The screenshot below shows the Intune Personal Data Encryption policy where you enable PDE and protect Documents, Desktop, and Pictures.

Intune Personal Data Encryption policy: Enable PDE and protect Documents, Desktop, Pictures

What Users See

After the policy applies, files and folders under Documents, Desktop, and Pictures (whichever you enabled) are encrypted by PDE. In File Explorer, protected items show a yellow lock icon. In file properties, Advanced attributes indicate encryption, and the Details tab can show that Personal Data Encryption is in use. If a user signs in with username and password instead of Windows Hello, they will see a message that they must use Windows Hello to access organization-encrypted files.
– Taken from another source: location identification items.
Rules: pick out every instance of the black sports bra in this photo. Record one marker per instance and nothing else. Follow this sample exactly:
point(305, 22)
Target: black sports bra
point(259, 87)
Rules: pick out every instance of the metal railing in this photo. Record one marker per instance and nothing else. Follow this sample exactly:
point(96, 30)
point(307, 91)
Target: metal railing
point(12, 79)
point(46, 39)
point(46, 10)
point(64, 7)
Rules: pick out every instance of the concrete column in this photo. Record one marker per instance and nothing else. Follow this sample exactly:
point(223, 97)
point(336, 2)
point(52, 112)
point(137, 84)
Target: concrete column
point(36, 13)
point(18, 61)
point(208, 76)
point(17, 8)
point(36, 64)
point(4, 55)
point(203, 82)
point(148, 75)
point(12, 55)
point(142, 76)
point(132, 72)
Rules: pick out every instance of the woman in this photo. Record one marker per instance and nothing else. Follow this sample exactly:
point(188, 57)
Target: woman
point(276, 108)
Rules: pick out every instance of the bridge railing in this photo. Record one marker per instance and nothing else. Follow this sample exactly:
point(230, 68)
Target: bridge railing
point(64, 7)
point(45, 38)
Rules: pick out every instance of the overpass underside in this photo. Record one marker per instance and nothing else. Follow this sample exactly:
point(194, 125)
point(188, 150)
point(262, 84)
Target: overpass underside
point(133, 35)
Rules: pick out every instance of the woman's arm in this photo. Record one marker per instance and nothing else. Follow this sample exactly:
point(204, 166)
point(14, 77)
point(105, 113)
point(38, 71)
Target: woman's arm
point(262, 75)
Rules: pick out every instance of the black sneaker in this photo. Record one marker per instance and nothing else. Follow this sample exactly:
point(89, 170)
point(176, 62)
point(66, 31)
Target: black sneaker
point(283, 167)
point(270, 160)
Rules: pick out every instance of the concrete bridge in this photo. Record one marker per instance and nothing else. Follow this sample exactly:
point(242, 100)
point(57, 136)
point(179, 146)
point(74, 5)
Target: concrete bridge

So ensure Windows Hello is set up and communicated before rolling out PDE.

Below: File Explorer and file properties showing the PDE yellow lock and encryption indicators.
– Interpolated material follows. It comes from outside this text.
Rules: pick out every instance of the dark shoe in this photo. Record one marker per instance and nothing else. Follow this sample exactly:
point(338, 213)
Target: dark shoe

File Explorer and file properties: PDE yellow lock and encryption indicators

Tips and Troubleshooting

Enable Windows Hello for Business and verify it works before enabling PDE. Pilot with a small group, then roll out. If lock icons do not appear, confirm the device is on Windows 11 24H2 or later, the policy is assigned, and the folders are the standard Documents, Desktop, or Pictures locations. If users get the “use Windows Hello” message, they need to sign in with Windows Hello (PIN, fingerprint, or face). If the policy does not apply, check enrollment and assignment. Use BitLocker and PDE together for full-disk plus per-user folder protection, and review Settings catalog options for key hardening and logging.

Summary

To manage Personal Data Encryption for known Windows folders with Microsoft Intune: go to Endpoint securityDisk encryption, create a new policy with the Personal Data Encryption template (Windows). Enable Personal Data Encryption (User) and enable PDE for Protect Documents, Protect Desktop, and Protect Pictures as needed. Assign the policy to users or devices. Requirements: Windows 11 24H2 or later and Windows Hello for Business. PDE releases the decryption key at user sign-in with Windows Hello, not at boot, and works alongside BitLocker. Users see yellow lock icons on protected files and must use Windows Hello to access them.